Mostra de Venise | Critique : Super Happy Forever

Accompagné de son ami Miyata, Sano retourne à Izu, une station balnéaire du Japon où il était tombé amoureux de sa femme Nagi cinq ans plus tôt.

Super Happy Forever
Japon, 2024
De Kohei Igarashi

Durée : 1h34

Sortie : –

Note :

CONTE D’ÉTÉ ET CONTE D’AUTOMNE

Super Happy Forever s’ouvre par un plan de mer bleue et paisible. Pourtant, assez rapidement, on constate qu’il ne fait pas si beau – les protagonistes sont peut-être en vacances, mais nous sommes probablement hors saison. Ces congés pourraient et devraient être une parenthèse merveilleuse, un peu comme la nuit où le temps semble s’être arrêté dans le précédent long métrage du Japonais Kohei Igarashi (Takara, la nuit où j’ai nagé, co-réalisé avec Damien Manivel). Mais Sano, le héros du long métrage, fait sa mauvaise tête, n’a guère envie de s’amuser avec les filles du coin, trolle le chauffeur de taxi et n’a que faire de l’ami qui l’accompagne. La berceuse lancinante des vagues dissimule mal le malaise qui s’invite dans chaque plan.

Sano et Miyata ont une courte discussion dédramatisée sur la mort et le destin. Ce qui pourrait être un échange anodin suggère pourtant un deuil bien réel qui a anéanti Sano. Le chauffeur de taxi parle d’une femme fantôme qui se tiendrait sur la jetée. Le décor en apparence idyllique semble effectivement hanté, malgré la douceur de l’image : l’hôtel va fermer, le restaurant ne semble plus exister, le sento est vide. Le titre du long métrage, Super Happy Forever (super heureux pour toujours), vient d’un séminaire auquel a participé Miyata, l’ami de Sano. Mais qui peut croire de telles sornettes ? Dans ce lieu qui éveille des souvenirs douloureux, Sano est pénible avec tout le monde ; le réalisateur nous le fait ressentir jusqu’à frôler la répétition, jusqu’à rendre son personnage pénible pour nous également – comme dans cette inévitable scène de karaoké où les émotions non-articulées finissent par être surlignées.

Sans trop en dévoiler sur le déroulement du film, Super Happy Forever opère une rupture, changeant de protagoniste et de temporalité. Ce sont toujours des vacances, mais cette fois celles-ci paraissent estivales et heureuses. Igarashi dépeint avec grâce le charme spécial propre au début d’une relation amoureuse – la complicité qui se crée, les points communs, le goût pour le cinéma d’horreur ou l’absence de goût d’un plat que l’on partage. Si ce que l’on voit est idyllique, si la lumière est délicieuse, il y a pourtant un voile sombre qui se superpose de manière invisible à l’image. Grâce aux indices de la première partie du film, on sait, mais c’est le propre des tragédies : on en regarde le déroulement même en en connaissant l’issue.

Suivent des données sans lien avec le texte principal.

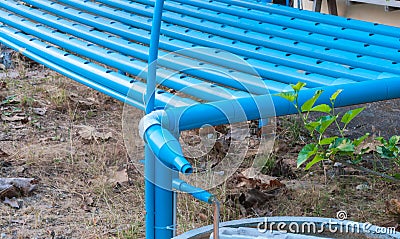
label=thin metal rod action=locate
[213,199,221,239]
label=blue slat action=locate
[98,0,400,74]
[56,0,379,81]
[0,2,352,88]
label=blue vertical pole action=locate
[145,0,164,239]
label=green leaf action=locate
[315,115,337,134]
[389,135,400,146]
[351,155,362,164]
[305,121,321,133]
[330,89,343,102]
[329,138,354,152]
[341,107,365,124]
[319,136,338,145]
[392,173,400,179]
[310,104,332,114]
[297,144,318,167]
[376,146,396,159]
[291,81,306,91]
[301,90,323,112]
[276,91,297,102]
[353,133,369,147]
[305,154,326,170]
[375,137,387,144]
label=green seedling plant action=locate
[278,82,369,170]
[277,82,400,182]
[375,135,400,166]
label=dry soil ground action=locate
[0,55,400,239]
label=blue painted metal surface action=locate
[0,0,400,239]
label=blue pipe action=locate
[0,26,196,109]
[48,0,386,81]
[145,0,164,239]
[0,37,145,110]
[0,2,344,91]
[212,0,400,38]
[91,0,400,74]
[134,0,400,61]
[0,8,250,101]
[168,0,400,48]
[164,77,400,130]
[172,179,215,204]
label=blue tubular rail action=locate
[0,0,400,239]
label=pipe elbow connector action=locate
[172,178,215,204]
[139,110,193,174]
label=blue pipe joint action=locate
[172,178,215,204]
[139,110,193,174]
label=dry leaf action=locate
[1,115,25,122]
[32,108,47,116]
[0,178,37,198]
[4,197,24,209]
[242,168,277,184]
[112,169,128,183]
[81,197,95,212]
[386,199,400,216]
[78,125,112,140]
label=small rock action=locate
[32,108,47,116]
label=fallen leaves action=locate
[229,169,285,216]
[386,199,400,216]
[1,115,26,122]
[78,125,112,141]
[0,178,38,209]
[4,197,24,209]
[0,178,38,198]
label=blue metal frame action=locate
[0,0,400,239]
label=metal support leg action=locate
[154,160,175,239]
[145,145,155,239]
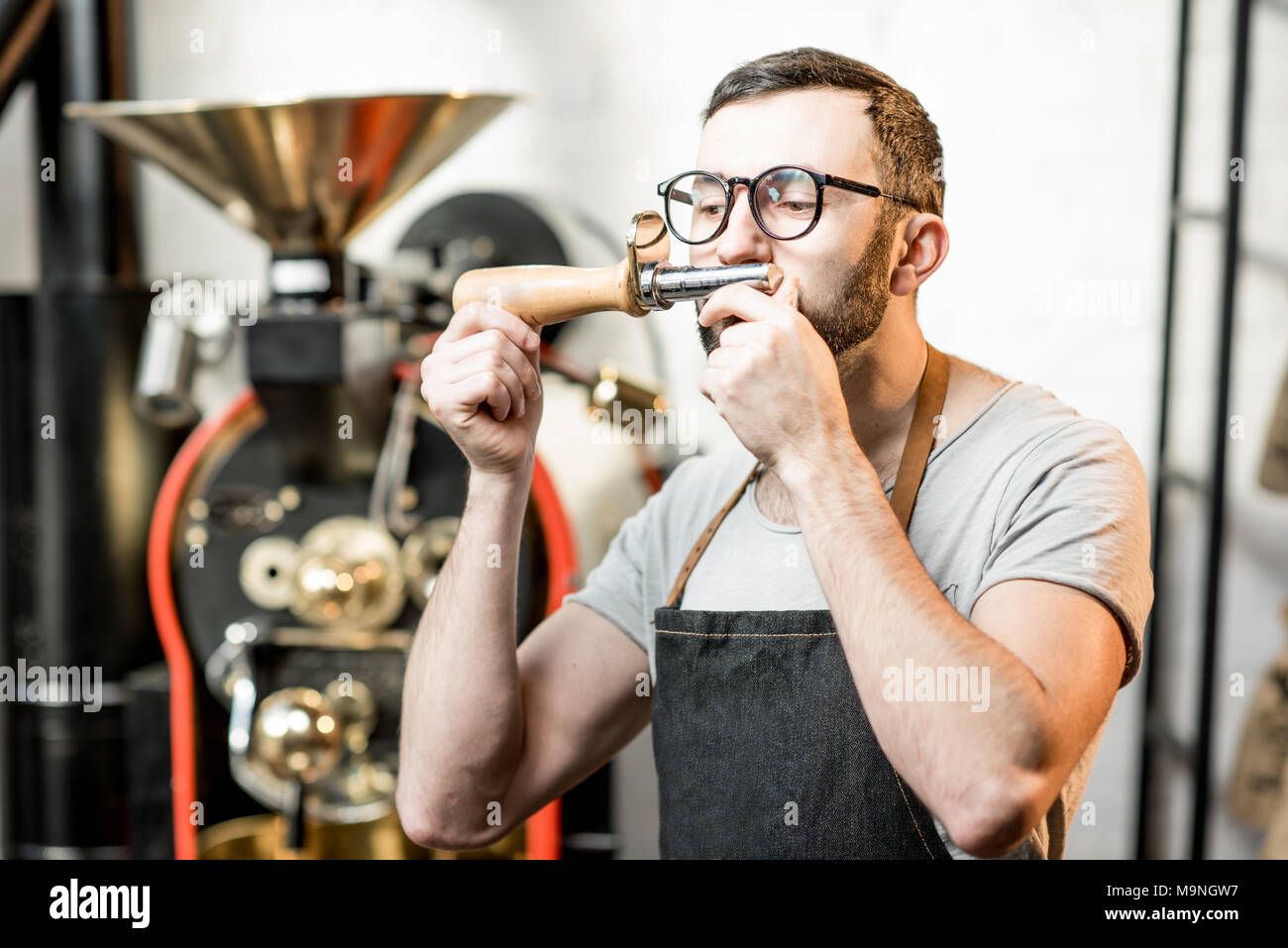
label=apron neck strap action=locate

Qu’est-ce que Nagi fixe avec son appareil photo ? Qu’est-ce qui reste fixé dans la mémoire de Sano ? Qu’est-ce qui rend super happy forever ? En un émouvant renversement d’échelle, l’éternité d’un bonheur peut tenir dans un simple détail, un moment précis et suspendu – ou juste la consommation de nouilles instantanées. Igarashi filme les solitudes qui se font ou se défont, et sa construction ôte toute forme de mièvrerie au récit amoureux. Il y a une grâce subtile dans l’écriture et la construction de ce mélodrame sentimental en sourdine, dont on ne filme jamais les événements mais que l’on ressent comme si on les voyait.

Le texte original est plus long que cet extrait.